Looks fine? But the problem appears in this detail: after D is expanded, the queue has C(f=6) and G(f=7, via D). If we later discover a shorter path to D, with h'' inconsistent, we might need to re-expand already expanded nodes. Consistency guarantees f-values are non-decreasing, so the first arrival at the goal is optimal; without consistency, A* may need to keep searching past the goal node until the f-value exceeds the current best cost.

In larger-scale search, the cost of inconsistency is enormous: A* may need to re-expand nodes, causing the algorithm to degrade toward Dijkstra's efficiency. Consistency is not decoration—it is A*'s efficiency contract.

An inconsistent heuristic function is like a capricious tour guide. He tells you at B that there are still 5 km remaining; you walk to D, and he says actually only 1 km remains. Added together, the B->D stretch only "cost" 2 km (5->1), and the actual distance is also 2 km—it "happens" to match. But if at D he suddenly says there are still 4 km remaining (to the next intersection), you'd start to wonder: does he even know what he's talking about? A*'s doubt is mathematical: when consistency fails, f-values can decrease, and the algorithm no longer guarantees the first solution is optimal.

20.4 Approximation Ratio: Worst-Case Guarantees

The A* framework works well on problems where optimality is meaningful. But for many NP-complete problems, the optimal solution itself is hard to find, even when approximation is allowed. Here another kind of contract is needed: approximation ratio.

Definition (Approximation algorithm): For a minimization problem, if algorithm $A$ always returns a solution whose cost does not exceed $ρ$ times the optimal solution cost on any instance, then $A$ is called a $ρ$ -approximation algorithm; $ρ$ is called the approximation ratio.

The approximation ratio is the worst-case version of the heuristic contract: regardless of the input, the quality of the output is guaranteed within a factor of $ρ$ of the optimal. $ρ = 1$ is the exact solution; $ρ = 2$ is "at most twice the optimal."

Some famous results:

Vertex cover problem: there exists a 2-approximation algorithm (find a maximal matching, take both endpoints).
Traveling salesman problem (metric version): there exists a 1.5-approximation algorithm (Christofides' algorithm, 1976).
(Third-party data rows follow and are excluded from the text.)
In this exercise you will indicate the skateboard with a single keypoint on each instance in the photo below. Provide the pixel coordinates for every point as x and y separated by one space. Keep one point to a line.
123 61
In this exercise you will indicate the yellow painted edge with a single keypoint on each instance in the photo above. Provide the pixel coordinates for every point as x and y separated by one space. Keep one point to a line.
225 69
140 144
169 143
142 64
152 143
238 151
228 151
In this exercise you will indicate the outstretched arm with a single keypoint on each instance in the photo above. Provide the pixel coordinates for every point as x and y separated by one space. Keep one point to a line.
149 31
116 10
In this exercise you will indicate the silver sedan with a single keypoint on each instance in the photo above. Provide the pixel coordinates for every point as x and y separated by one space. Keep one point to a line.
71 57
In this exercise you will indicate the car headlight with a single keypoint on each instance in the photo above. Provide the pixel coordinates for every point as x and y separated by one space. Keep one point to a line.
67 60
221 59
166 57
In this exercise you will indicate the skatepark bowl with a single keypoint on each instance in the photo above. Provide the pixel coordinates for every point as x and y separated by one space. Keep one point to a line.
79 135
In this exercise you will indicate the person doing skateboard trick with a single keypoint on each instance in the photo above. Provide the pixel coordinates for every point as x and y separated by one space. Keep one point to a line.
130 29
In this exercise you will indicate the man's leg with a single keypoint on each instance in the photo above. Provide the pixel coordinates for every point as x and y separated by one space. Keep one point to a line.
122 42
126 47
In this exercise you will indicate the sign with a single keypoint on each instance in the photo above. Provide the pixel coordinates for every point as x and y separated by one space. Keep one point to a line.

This result stood for nearly half a century, only slightly improved in 2020.
Traveling salesman problem (general version, not satisfying the triangle inequality): if P ≠ NP, then for any constant $ρ$ , no polynomial-time $ρ$ -approximation algorithm exists.
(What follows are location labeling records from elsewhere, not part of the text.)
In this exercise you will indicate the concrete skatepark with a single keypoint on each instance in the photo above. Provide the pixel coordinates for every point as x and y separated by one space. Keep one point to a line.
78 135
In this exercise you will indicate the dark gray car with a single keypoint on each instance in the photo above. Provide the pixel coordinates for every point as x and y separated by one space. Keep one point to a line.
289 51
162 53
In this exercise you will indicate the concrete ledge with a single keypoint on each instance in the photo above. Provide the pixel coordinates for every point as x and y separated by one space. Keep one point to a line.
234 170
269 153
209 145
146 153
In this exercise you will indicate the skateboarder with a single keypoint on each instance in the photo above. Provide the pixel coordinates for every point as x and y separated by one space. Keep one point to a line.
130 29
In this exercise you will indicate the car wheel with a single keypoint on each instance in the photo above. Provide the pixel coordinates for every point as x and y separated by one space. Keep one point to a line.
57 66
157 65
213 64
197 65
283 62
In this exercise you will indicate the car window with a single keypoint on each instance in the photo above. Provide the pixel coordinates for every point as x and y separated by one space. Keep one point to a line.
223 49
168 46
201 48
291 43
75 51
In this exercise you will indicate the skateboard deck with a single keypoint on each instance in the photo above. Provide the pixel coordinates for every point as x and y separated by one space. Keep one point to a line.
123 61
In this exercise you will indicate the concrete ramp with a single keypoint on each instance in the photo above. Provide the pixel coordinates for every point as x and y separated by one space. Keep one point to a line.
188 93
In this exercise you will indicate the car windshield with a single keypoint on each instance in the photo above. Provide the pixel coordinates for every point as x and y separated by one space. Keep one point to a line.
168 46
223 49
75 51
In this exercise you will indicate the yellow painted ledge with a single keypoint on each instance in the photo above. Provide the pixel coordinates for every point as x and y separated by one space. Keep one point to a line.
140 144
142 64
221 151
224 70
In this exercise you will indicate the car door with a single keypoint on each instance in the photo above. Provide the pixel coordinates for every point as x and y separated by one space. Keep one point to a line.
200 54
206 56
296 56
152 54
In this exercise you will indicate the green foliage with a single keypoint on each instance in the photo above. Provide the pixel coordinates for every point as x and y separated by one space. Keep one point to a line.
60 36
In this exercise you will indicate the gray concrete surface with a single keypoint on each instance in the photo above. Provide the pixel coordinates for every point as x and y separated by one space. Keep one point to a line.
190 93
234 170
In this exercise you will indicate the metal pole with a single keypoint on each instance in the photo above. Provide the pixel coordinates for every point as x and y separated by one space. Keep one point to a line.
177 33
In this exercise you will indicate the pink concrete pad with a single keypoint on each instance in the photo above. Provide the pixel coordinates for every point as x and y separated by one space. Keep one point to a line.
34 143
This last result is crucial: for certain problems, approximation is equally NP-hard. Allowing error does not always make the problem easier. The approximation ratio itself has an information-theoretic lower bound, a bound arising from the intrinsic structure of the problem, independent of any specific algorithm.

The proof of the inapproximability of the general version of the traveling salesman problem uses reduction: if a polynomial-time $ρ$ -approximation algorithm existed, it could be used to decide whether a Hamiltonian cycle exists — and the Hamiltonian cycle problem is NP-complete. This reduction shows that any sufficiently good approximation implies exact solving capability. The intrinsic structure of the problem leaves its traces at the approximation level.

20.4.5 Hands-On: Vertex Cover 2-Approximation — The Power of Maximal Matching

The Vertex Cover problem: given a graph $G = (V, E)$ , find the smallest vertex set $C \subseteq V$ such that every edge has at least one endpoint in $C$ . This is an NP-complete problem. Yet there exists a simple 2-approximation algorithm—remember, 2 means the set you find is at most twice the size of the optimal solution.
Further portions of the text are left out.